Margaret received the tiara as a wedding present from her parents, the Duke and Duchess of Connaught and Strathearn. (Margaret’s father was a son of Queen Victoria and Prince Albert; her uncle was King Edward VII of the UK.) The Connaughts bought the tiara in 1904 from E. Wolff and Co. In the portrait above, painted  by Axel Jungstedt around five years after her marriage, Margaret is depicted wearing two tiaras: the Connaught tiara on her head, and another wedding gift, the Khedive tiara, as an ornament on the bodice of her dress.

Princess Margaret didn’t wear a tiara at her wedding, but the Connaught tiara has adorned the heads of other Bernadotte brides and princesses. Princess Christina wore the tiara in 1974 when she married Tord Magnuson. Although many Bernadotte brides wear the family's Cameo Tiara, Princess Christina almost certainly wore the Connaught as a tribute to her mother, Princess Sibylla, who had died a year and a half earlier.

Photo: Keystone/Hulton Archive/Getty Images

Within the family, the tiara is most frequently linked to Princess Sibylla. The tiara became so associated with her that it is sometimes simply called “Sibylla’s tiara.” She regularly wore the Connaught tiara at events like the annual Nobel ceremony and the opening of the Riksdag, Sweden's parliament. Above, she wears the tiara during the Nobel ceremony in 1948.

Photo: Pascal Le Segretain/Getty Images

Today, the tiara is owned by King Carl XVI Gustaf, who inherited it from Princess Sibylla. It is apparently a personally owned piece, not a part of the family’s jewel foundation. Shortly after he inherited the throne, the tiara became a touching link between Carl Gustaf's late mother and his new wife. Then still Silvia Sommerlath, she donned the late Princess Sibylla's tiara for the performance at the Royal Opera House on the night before her wedding in 1976. Silvia has continued to wear the tiara regularly throughout her husband's 40-year reign.
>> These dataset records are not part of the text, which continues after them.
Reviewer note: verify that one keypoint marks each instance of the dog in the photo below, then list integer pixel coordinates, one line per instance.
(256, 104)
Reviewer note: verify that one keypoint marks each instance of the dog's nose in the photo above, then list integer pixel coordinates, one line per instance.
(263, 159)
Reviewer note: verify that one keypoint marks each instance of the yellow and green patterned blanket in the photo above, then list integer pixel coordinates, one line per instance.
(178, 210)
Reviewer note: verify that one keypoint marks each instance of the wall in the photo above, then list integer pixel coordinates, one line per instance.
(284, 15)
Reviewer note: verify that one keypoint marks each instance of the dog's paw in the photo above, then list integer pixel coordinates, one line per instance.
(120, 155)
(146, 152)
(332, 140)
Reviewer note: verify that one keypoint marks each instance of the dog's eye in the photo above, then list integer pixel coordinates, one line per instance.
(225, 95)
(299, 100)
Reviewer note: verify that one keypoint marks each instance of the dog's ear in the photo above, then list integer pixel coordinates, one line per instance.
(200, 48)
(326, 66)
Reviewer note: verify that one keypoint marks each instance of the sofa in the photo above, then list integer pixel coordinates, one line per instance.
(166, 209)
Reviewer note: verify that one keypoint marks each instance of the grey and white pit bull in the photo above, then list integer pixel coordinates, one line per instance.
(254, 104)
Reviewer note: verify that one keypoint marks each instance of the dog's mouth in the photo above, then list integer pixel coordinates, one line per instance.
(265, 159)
Photo: Sion Touhig/Getty Images

In recent years, Silvia's two daughters have also begun wearing the tiara. Princess Madeleine has been wearing the tiara's diamond drops as pendants on a simple necklace for more than a decade. (The entire tiara can also be taken off its frame and worn as a diamond loop necklace.)

Photo: Pascal Le Segretain/Getty Images

Madeleine also famously wore the tiara at Crown Princess Victoria’s wedding in 2010, pairing it with the family's gorgeous Processional Necklace. The tiara choice was a last minute switcharoo, apparently — the press releases from the day had Madeleine’s tiara wrong, and as you can see in the photo above, the base of the tiara was still wrapped in dark material to match her mother’s hair. Some thought Madeleine might choose this one for her own wedding, but she ended up wearing her mother's modern fringe tiara instead.
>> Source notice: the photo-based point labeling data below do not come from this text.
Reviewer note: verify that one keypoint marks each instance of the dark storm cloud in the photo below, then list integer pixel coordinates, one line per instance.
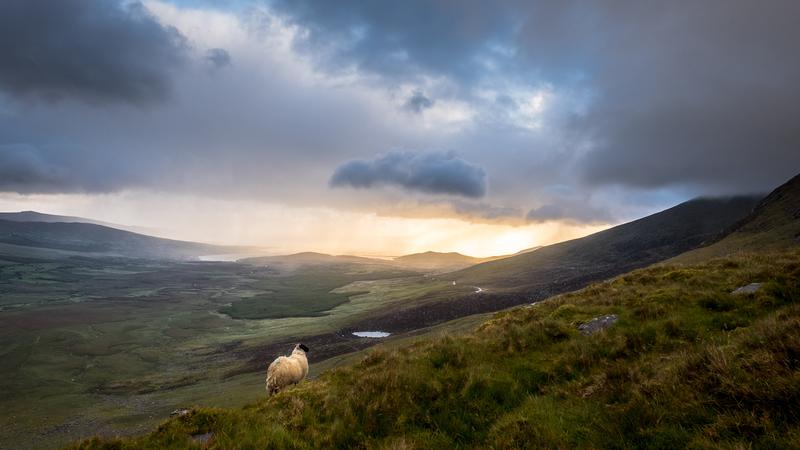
(418, 102)
(92, 50)
(27, 169)
(430, 173)
(402, 39)
(218, 57)
(700, 94)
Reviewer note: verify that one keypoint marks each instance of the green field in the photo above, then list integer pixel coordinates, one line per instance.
(688, 364)
(114, 345)
(309, 293)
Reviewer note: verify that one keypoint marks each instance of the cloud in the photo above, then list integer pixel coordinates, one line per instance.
(418, 102)
(93, 51)
(403, 40)
(430, 173)
(701, 94)
(27, 169)
(218, 57)
(570, 212)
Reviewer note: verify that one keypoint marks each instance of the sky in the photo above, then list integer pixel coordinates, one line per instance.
(386, 128)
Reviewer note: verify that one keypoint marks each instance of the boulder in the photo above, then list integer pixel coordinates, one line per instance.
(751, 288)
(597, 324)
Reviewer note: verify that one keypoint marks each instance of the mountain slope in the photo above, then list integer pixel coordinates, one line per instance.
(97, 240)
(687, 365)
(774, 223)
(574, 263)
(34, 216)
In 2015, Crown Princess Victoria also began wearing the tiara. She wore it in public for the first time at the wedding of Prince Carl Philip and Princess Sofia in June.
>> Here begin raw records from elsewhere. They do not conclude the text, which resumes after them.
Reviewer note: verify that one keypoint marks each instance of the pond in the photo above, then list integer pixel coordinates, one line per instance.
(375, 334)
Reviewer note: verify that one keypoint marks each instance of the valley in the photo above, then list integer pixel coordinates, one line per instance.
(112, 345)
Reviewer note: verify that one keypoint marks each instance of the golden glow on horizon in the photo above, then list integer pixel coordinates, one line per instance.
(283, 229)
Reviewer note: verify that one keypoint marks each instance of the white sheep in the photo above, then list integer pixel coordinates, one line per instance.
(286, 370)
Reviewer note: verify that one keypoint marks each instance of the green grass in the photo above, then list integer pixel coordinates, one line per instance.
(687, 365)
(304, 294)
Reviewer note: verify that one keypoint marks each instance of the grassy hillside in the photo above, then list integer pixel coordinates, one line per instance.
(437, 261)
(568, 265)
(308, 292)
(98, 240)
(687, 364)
Photo: Pascal Le Segretain/Getty Images

Victoria also paired the tiara with pieces from the family's amethyst parure at last December's Nobel ceremony. In the photo above, you get a good sense of the way the tiara's drops move as the wearer moves.

Photo: Pascal Le Segretain/Getty Images

The Nobel banquet often gives us the rare chance to see unique perspectives of the Bernadotte tiaras; above, you can see the tiara from the back (as well as the gorgeous diamond and amethyst brooch in Victoria's hair).

Note: this is an updated version of an earlier post, with new text and images.